The refinery’s general manager, Kory Judd, appealed to the council to reject the rest of the health, safety, and climate-justice requirements adopted by the city’s Planning Commission earlier this month. The project’s environmental standards, he said, “far exceed what’s required,” and the project as a whole is “an alignment between what’s good for our business, our community, and our workers.”
The Planning Commission voted earlier this month to approve the Chevron project, which will build a larger and more efficient hydrogen-production unit to replace the current one and allow for the processing of higher-sulfur crude oil. But the commission attached some serious strings.

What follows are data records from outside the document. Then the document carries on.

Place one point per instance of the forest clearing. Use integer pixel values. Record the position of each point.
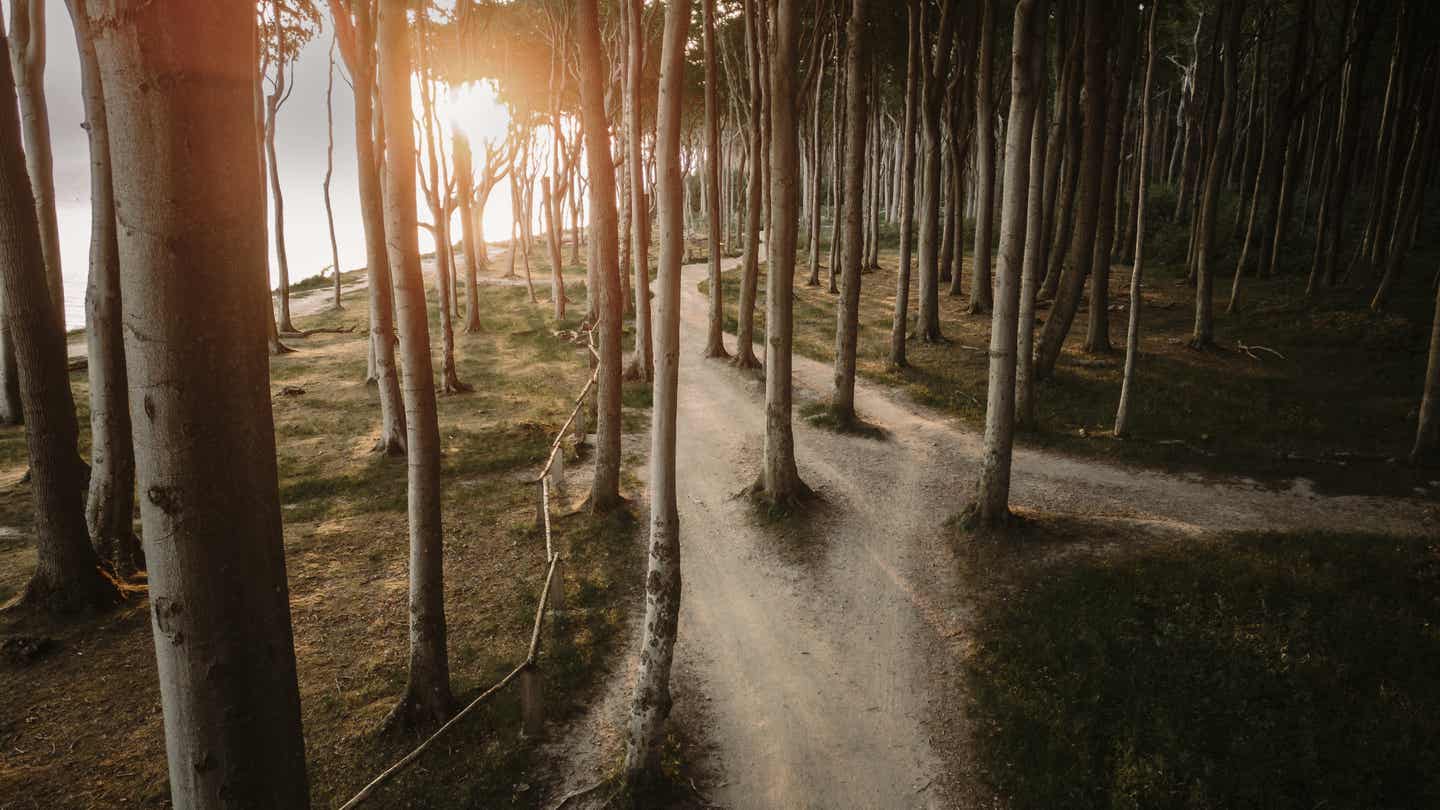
(755, 404)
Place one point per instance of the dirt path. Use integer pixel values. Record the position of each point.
(818, 652)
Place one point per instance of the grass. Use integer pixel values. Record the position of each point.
(1338, 408)
(1259, 670)
(346, 557)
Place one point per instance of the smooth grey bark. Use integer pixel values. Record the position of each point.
(605, 489)
(28, 56)
(899, 325)
(857, 126)
(111, 503)
(653, 699)
(981, 283)
(330, 167)
(356, 33)
(753, 203)
(642, 362)
(1089, 202)
(1204, 327)
(426, 701)
(714, 336)
(1027, 65)
(1132, 339)
(68, 575)
(779, 480)
(199, 389)
(928, 325)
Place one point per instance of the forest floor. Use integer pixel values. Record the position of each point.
(79, 722)
(1331, 399)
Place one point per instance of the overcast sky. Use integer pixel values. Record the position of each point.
(301, 150)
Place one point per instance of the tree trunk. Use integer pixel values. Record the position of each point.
(642, 362)
(651, 702)
(1204, 332)
(357, 51)
(750, 260)
(205, 448)
(857, 118)
(714, 339)
(1027, 67)
(111, 505)
(1098, 330)
(605, 489)
(330, 167)
(928, 323)
(912, 91)
(981, 286)
(1132, 337)
(1089, 202)
(779, 479)
(426, 701)
(68, 575)
(28, 55)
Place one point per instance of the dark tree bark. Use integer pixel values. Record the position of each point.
(205, 447)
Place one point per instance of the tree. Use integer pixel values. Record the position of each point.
(68, 575)
(714, 336)
(205, 448)
(111, 505)
(912, 91)
(426, 701)
(985, 167)
(356, 30)
(779, 482)
(605, 490)
(651, 702)
(28, 56)
(857, 123)
(1027, 64)
(1132, 340)
(753, 198)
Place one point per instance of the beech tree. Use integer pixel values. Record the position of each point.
(356, 30)
(205, 451)
(1027, 64)
(653, 699)
(428, 699)
(68, 577)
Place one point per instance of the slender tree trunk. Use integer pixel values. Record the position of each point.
(1089, 202)
(28, 56)
(111, 505)
(605, 490)
(750, 261)
(642, 362)
(426, 701)
(981, 284)
(857, 117)
(1132, 337)
(930, 190)
(1204, 332)
(205, 450)
(912, 97)
(68, 577)
(1036, 235)
(714, 340)
(779, 480)
(330, 167)
(651, 702)
(357, 49)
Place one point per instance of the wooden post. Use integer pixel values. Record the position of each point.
(532, 709)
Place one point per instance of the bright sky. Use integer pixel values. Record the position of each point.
(300, 143)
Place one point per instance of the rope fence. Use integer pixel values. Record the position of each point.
(527, 670)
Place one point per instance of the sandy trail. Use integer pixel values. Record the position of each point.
(817, 650)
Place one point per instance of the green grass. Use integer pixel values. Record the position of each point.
(1265, 670)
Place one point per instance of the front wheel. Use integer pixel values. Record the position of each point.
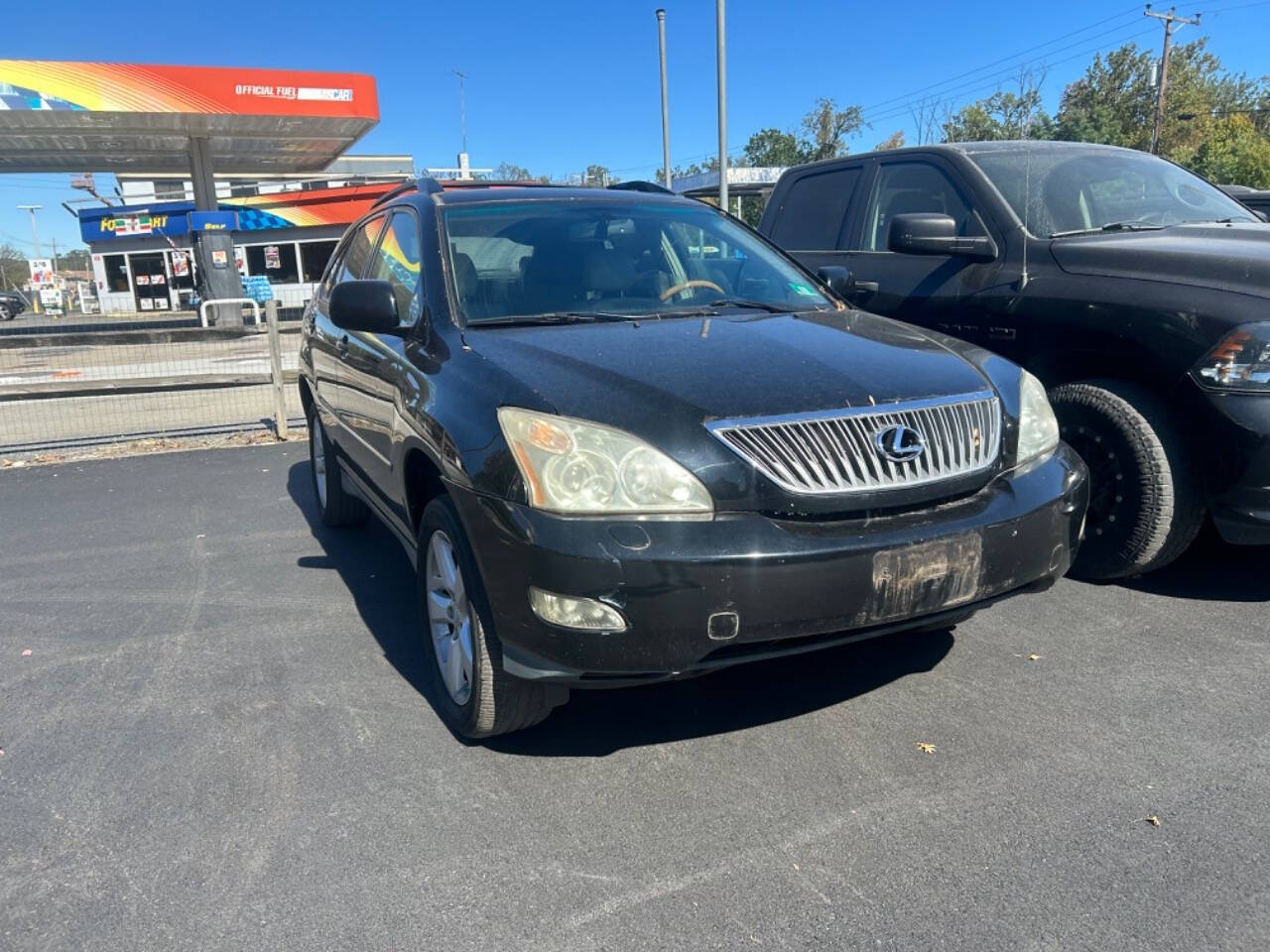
(1146, 506)
(474, 694)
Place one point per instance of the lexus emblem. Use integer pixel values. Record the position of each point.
(899, 443)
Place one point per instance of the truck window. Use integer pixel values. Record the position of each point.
(812, 212)
(906, 188)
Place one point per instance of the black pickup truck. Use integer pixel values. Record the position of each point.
(12, 303)
(1135, 291)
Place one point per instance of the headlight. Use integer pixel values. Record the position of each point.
(1038, 429)
(1241, 361)
(572, 466)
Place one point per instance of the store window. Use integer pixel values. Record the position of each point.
(276, 262)
(116, 273)
(314, 257)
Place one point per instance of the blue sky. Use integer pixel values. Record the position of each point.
(558, 85)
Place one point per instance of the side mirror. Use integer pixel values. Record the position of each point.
(837, 278)
(363, 304)
(929, 234)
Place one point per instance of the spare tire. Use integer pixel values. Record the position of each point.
(1146, 506)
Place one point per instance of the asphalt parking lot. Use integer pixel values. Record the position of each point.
(218, 742)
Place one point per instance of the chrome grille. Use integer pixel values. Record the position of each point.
(834, 451)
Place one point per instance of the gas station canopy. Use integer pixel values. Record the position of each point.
(118, 117)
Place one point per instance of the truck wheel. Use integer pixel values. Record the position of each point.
(336, 507)
(1146, 506)
(474, 694)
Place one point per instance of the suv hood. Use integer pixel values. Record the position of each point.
(1224, 257)
(647, 375)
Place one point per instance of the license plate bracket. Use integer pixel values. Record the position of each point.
(926, 576)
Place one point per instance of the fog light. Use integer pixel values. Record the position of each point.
(572, 612)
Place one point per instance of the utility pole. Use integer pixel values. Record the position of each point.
(666, 102)
(722, 103)
(1169, 19)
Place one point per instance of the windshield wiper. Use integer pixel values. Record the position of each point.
(1112, 226)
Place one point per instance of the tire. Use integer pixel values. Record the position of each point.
(336, 507)
(488, 699)
(1146, 504)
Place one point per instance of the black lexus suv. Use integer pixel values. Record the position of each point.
(1135, 291)
(622, 438)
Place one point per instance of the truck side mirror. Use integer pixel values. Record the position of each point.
(930, 234)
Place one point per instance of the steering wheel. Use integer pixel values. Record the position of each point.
(693, 284)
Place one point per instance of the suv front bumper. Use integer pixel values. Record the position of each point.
(793, 585)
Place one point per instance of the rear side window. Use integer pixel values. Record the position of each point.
(812, 213)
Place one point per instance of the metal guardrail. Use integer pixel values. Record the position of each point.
(204, 304)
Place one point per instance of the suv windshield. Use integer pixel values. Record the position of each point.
(598, 258)
(1057, 190)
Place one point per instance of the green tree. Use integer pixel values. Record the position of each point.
(598, 177)
(1003, 114)
(1115, 103)
(1234, 151)
(511, 172)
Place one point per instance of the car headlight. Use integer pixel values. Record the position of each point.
(1038, 428)
(574, 466)
(1241, 361)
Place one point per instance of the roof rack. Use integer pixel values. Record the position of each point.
(640, 186)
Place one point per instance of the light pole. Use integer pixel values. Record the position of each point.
(722, 104)
(666, 103)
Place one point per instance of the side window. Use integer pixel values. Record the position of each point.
(397, 261)
(905, 188)
(356, 254)
(812, 213)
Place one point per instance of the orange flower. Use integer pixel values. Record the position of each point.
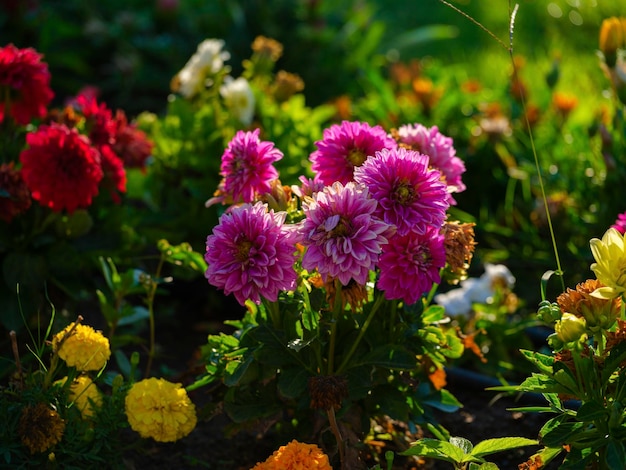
(296, 456)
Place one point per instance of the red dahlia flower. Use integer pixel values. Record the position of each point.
(61, 168)
(26, 81)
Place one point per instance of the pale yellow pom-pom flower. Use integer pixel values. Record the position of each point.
(84, 394)
(160, 410)
(296, 456)
(84, 348)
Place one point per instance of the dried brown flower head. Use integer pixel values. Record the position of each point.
(459, 244)
(598, 313)
(327, 391)
(40, 427)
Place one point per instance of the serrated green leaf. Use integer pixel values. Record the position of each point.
(435, 449)
(499, 444)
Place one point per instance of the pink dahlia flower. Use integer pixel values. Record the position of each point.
(61, 168)
(247, 166)
(345, 147)
(410, 195)
(620, 223)
(25, 80)
(342, 235)
(251, 254)
(439, 149)
(409, 265)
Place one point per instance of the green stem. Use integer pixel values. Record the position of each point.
(377, 303)
(150, 301)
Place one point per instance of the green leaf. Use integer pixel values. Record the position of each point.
(591, 410)
(390, 356)
(499, 444)
(435, 449)
(292, 382)
(615, 455)
(464, 444)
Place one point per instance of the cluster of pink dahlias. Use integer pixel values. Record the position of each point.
(376, 204)
(68, 156)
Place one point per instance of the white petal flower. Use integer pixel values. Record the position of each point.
(239, 99)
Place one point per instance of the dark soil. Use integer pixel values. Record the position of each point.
(485, 415)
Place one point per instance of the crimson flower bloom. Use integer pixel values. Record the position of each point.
(26, 80)
(251, 254)
(342, 235)
(247, 166)
(439, 149)
(61, 168)
(410, 195)
(345, 147)
(410, 264)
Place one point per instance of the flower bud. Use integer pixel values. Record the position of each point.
(570, 328)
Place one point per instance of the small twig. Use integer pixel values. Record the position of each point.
(16, 355)
(335, 430)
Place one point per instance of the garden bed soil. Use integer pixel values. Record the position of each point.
(485, 414)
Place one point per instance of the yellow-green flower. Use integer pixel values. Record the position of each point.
(570, 328)
(160, 409)
(610, 265)
(85, 395)
(296, 456)
(40, 427)
(83, 348)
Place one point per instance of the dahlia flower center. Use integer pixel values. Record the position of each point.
(404, 193)
(356, 157)
(243, 250)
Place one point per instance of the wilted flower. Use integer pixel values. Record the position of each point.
(345, 147)
(82, 347)
(251, 254)
(327, 391)
(410, 264)
(160, 410)
(247, 168)
(239, 99)
(610, 265)
(84, 394)
(410, 195)
(342, 235)
(599, 313)
(207, 60)
(14, 194)
(440, 150)
(296, 456)
(61, 168)
(460, 246)
(40, 427)
(25, 81)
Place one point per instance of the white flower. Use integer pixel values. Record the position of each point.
(207, 60)
(239, 98)
(476, 290)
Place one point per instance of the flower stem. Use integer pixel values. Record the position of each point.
(362, 331)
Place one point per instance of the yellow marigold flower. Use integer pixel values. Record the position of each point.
(610, 265)
(296, 456)
(40, 427)
(84, 348)
(85, 395)
(160, 409)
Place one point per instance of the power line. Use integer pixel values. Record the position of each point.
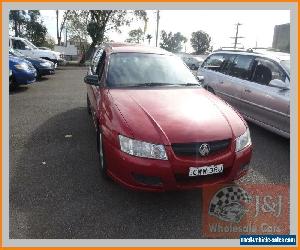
(236, 37)
(157, 26)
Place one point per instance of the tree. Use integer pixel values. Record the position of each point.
(36, 31)
(17, 19)
(76, 24)
(172, 43)
(102, 21)
(135, 36)
(142, 14)
(149, 37)
(59, 28)
(200, 42)
(49, 42)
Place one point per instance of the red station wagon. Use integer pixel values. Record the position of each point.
(157, 128)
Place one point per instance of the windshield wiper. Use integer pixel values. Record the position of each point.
(151, 84)
(191, 84)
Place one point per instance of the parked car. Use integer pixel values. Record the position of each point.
(257, 83)
(28, 49)
(43, 67)
(156, 127)
(192, 62)
(22, 72)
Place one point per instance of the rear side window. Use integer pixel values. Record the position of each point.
(242, 67)
(266, 70)
(214, 62)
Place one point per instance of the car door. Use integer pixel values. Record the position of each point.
(237, 71)
(224, 85)
(93, 70)
(267, 104)
(210, 70)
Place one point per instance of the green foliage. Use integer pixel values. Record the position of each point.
(28, 24)
(135, 36)
(36, 31)
(149, 37)
(17, 19)
(172, 42)
(200, 42)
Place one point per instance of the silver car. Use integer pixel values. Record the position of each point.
(257, 83)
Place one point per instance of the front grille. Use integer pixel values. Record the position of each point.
(192, 149)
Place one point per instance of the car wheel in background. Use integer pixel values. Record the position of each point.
(210, 90)
(88, 104)
(12, 85)
(101, 155)
(193, 67)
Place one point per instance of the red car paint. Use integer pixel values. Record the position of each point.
(165, 116)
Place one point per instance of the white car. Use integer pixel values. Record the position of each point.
(28, 49)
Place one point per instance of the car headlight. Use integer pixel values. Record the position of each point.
(45, 64)
(243, 141)
(142, 149)
(22, 66)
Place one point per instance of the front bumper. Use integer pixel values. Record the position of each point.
(24, 77)
(45, 71)
(159, 175)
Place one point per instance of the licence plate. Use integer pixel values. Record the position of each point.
(206, 170)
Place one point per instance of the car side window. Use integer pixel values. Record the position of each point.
(95, 60)
(17, 44)
(214, 62)
(228, 63)
(242, 67)
(266, 70)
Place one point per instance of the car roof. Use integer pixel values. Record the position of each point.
(274, 55)
(17, 38)
(111, 48)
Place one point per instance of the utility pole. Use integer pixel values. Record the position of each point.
(236, 37)
(157, 25)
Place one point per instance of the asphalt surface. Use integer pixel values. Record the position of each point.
(56, 190)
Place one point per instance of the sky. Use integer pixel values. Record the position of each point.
(257, 25)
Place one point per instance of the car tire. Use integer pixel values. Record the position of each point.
(210, 90)
(101, 155)
(88, 104)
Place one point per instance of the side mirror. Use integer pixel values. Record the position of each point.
(200, 78)
(92, 80)
(279, 84)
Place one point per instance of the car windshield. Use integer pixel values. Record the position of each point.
(29, 44)
(15, 53)
(141, 69)
(286, 64)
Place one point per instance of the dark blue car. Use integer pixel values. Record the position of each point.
(42, 66)
(21, 72)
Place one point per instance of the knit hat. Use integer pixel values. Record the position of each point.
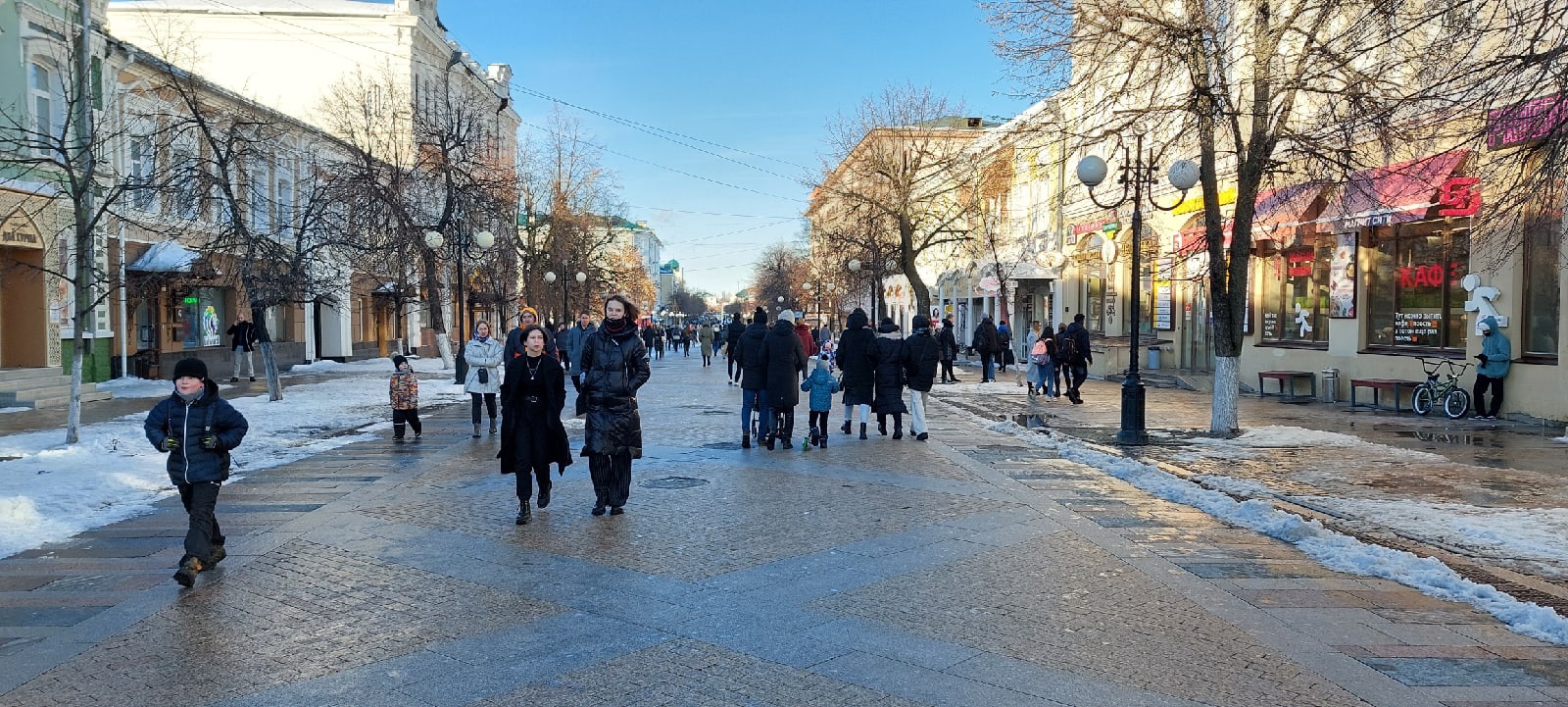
(190, 367)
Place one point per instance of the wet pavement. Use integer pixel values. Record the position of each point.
(968, 570)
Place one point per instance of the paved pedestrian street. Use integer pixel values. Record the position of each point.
(972, 570)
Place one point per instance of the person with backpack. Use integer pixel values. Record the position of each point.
(1073, 350)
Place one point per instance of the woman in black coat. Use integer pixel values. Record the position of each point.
(786, 363)
(891, 358)
(532, 431)
(857, 356)
(613, 369)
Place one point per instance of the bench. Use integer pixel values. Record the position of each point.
(1379, 384)
(1286, 377)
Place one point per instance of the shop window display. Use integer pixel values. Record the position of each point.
(1415, 298)
(1294, 293)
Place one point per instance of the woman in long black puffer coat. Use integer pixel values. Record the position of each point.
(891, 359)
(857, 355)
(613, 369)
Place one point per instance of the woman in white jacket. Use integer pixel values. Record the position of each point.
(485, 358)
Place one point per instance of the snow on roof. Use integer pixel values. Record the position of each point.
(247, 7)
(165, 257)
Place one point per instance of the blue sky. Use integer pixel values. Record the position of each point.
(762, 77)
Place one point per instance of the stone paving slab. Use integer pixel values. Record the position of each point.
(979, 571)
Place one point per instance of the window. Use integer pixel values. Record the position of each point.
(141, 164)
(1542, 287)
(1294, 292)
(1413, 285)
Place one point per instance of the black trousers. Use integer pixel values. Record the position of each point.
(612, 479)
(201, 502)
(407, 418)
(525, 481)
(1482, 382)
(490, 405)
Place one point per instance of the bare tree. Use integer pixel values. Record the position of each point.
(901, 160)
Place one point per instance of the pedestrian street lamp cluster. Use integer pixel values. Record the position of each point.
(551, 278)
(1137, 179)
(460, 248)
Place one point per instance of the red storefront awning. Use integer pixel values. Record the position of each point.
(1395, 193)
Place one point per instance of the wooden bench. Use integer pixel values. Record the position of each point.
(1379, 384)
(1286, 377)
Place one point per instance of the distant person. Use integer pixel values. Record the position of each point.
(196, 429)
(242, 340)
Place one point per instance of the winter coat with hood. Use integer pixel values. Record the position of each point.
(891, 361)
(857, 358)
(613, 369)
(922, 355)
(822, 386)
(488, 355)
(188, 424)
(786, 366)
(1494, 350)
(755, 356)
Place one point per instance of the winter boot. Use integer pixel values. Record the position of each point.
(187, 574)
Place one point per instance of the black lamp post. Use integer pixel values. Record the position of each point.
(483, 240)
(1137, 172)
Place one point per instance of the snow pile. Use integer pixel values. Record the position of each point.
(49, 492)
(1332, 549)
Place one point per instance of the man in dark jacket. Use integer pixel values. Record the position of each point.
(733, 347)
(988, 345)
(921, 358)
(786, 367)
(948, 348)
(857, 356)
(1073, 347)
(196, 429)
(891, 359)
(755, 379)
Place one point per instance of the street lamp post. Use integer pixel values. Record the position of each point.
(483, 240)
(1137, 172)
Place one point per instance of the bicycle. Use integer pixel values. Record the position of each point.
(1455, 400)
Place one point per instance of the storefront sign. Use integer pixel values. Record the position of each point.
(1525, 123)
(1343, 278)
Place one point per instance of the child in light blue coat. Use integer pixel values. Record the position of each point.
(820, 384)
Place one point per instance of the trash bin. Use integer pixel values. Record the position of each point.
(1330, 386)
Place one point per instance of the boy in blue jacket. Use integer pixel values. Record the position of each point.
(196, 429)
(820, 384)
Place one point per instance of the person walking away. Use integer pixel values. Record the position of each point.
(858, 359)
(532, 431)
(613, 369)
(485, 358)
(948, 347)
(737, 327)
(755, 381)
(196, 429)
(891, 363)
(987, 345)
(1004, 339)
(820, 387)
(405, 398)
(242, 340)
(574, 339)
(1073, 347)
(1494, 356)
(921, 358)
(786, 367)
(705, 343)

Among these were the three main recommendations of the nonprofit Communities for a Better Environment. One is the requirement that Chevron replace all its old carbon steel pipes, which are subject to corrosion that leads to leaks, fires, and explosions like the one that sent 15,000 people to the hospital in August 2012. Chevron’s plan is to replace these old pipes only in one area of the refinery. The commission also voted to require Chevron to reduce air pollution to the levels required by current permits before beginning the project. And the commission wants to require Chevron to contribute more — $8 million every year from 2015 to 2050 — to a community-run Clean Energy and Jobs program.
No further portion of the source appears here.